Nevertheless, our team believes that despite the multi-year underperformance of small fast-growing companies (especially the highest growth segment of this category), small growth stocks are well positioned over the secular horizon. In our view, we are still in the early stages of a secular shift that is altering how consumers, businesses and employees interact. This shift began during the early days of the pandemic, which in effect was a massive “test run” of technology-aided solutions. These technologies are constantly being refined, and new tools such as artificial intelligence are also poised to make a material impact in the performance of the small growth asset class in coming years.
Below are three reasons—and three graphs—that articulate why we believe that small cap growth presents an attractive opportunity for fundamental-based, valuation-focused, contrarian investors. Moreover, if the Fed is truly set to pause its rate hikes as many suggest, the recent headwinds could shift to tailwinds. This only strengthens our conviction in this sector.
The Backdrop
Small-cap growth stocks have endured a period of punishment. As the cost of capital increased, speculative companies without current earnings sold off sharply. This included special purpose acquisition companies (SPACs), often referred to as blank check companies, as well as meme stocks that were pushed to unthinkable valuations in the early stages of the Covid stimulus-infused melt-up. That’s understandable. Yet even fast-growing small-cap companies with solid fundamentals and intriguing long-term potential have been punished. This has primarily affected companies with higher growth trajectories and valuations, particularly in technology and biotechnology sectors where the real business opportunity isn’t a few months or quarters, but often years away.

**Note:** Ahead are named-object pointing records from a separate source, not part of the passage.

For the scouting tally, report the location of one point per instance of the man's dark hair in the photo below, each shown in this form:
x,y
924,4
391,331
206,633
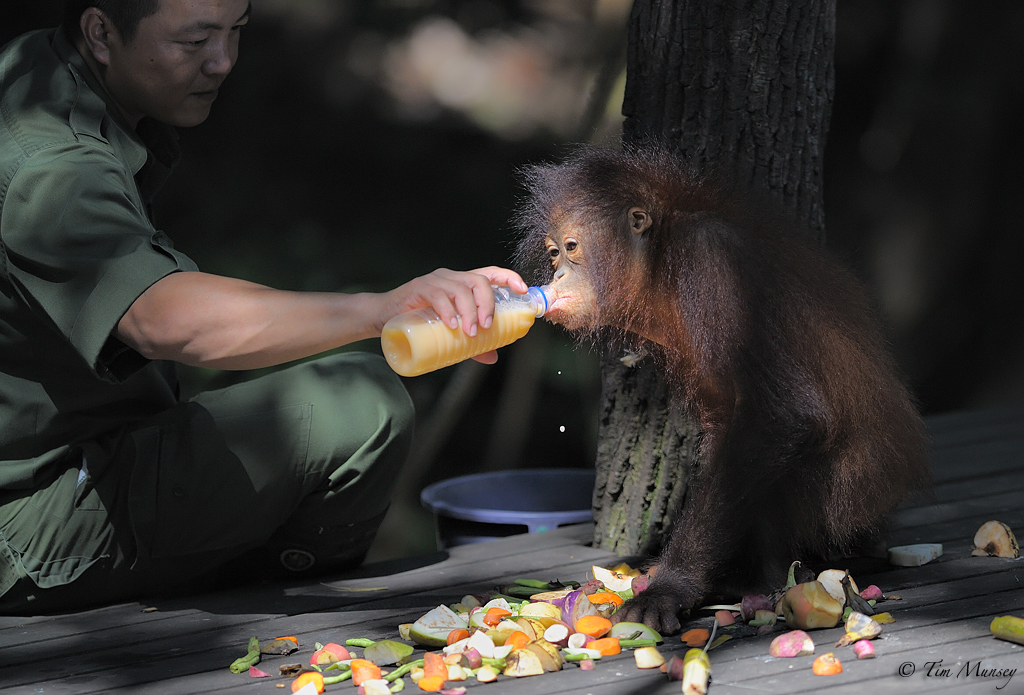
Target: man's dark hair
x,y
125,14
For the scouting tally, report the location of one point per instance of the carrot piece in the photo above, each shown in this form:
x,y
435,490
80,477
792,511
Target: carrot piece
x,y
826,664
431,684
308,677
364,670
457,635
695,638
608,646
606,597
518,640
495,615
593,625
433,665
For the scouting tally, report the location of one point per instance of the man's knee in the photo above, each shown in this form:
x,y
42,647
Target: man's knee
x,y
361,402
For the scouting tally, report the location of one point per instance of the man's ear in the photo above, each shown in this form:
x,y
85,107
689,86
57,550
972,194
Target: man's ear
x,y
96,31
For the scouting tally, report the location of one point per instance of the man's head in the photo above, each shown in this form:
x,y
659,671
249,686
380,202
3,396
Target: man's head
x,y
159,58
124,14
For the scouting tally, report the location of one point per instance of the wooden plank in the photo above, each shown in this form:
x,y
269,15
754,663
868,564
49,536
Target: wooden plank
x,y
224,634
990,506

The graph below illustrates the astonishing disparity between the performance of small-cap growth and small-cap value over the past few years.
The Opportunity
The divergence in recent performance does not shake our conviction in small, high-growth companies with strong prospective fundamentals. In fact, it merely strengthens our belief given that many such companies now trade at historically low valuations compared to other areas of the growth market. According to our analysis of data pulled from Factset, the forward P/E ratio of the Russell 2000 Growth Index (excluding non-earners) stands at a modest 16.2x, a discount of more than 30% to larger growth stocks in the Russell 1000 Growth Index, and even cheaper than the average of S&P 500 companies (which also have materially slower growth forecasts). These are both levels never experienced in the 40-plus years since inception of the Russell indices in 1979, and it may signal an opportunity to find fast-growing companies at reasonable valuations, in our team’s opinion.
The Outlook
In addition to attractive valuations, we believe that the economic backdrop has shifted favorably in recent months. After a period of rapid rate tightening, the Fed has signaled they may be approaching the end of this rate-hike cycle as inflation appears to have peaked. The Consumer Price Index increased 4.9% year-over-year in April, according to the U.S. Bureau of Labor Statistics, but this is well off its high reading of 9.1% in June 2022. And based on our analysis of historical data, we find that small growth stocks perform well when inflation is trending lower, especially when retreating from higher-than-normal levels. This is illustrated in the graph below and may signal a promising environment for small-cap growth stocks.
If inflation and interest rates recede, we believe that small-cap growth stocks may once again exhibit signs of strength. Thus, the convergence of historically low valuations, robust growth prospects, and a supportive macroeconomic environment suggests a promising future for small-cap growth stocks. It may not be a popular opinion at this time, but that never bothers contrarians. Investors and their advisors might want to revisit how small-cap growth stocks may fit strategically into a broader, well diversified equity portfolio.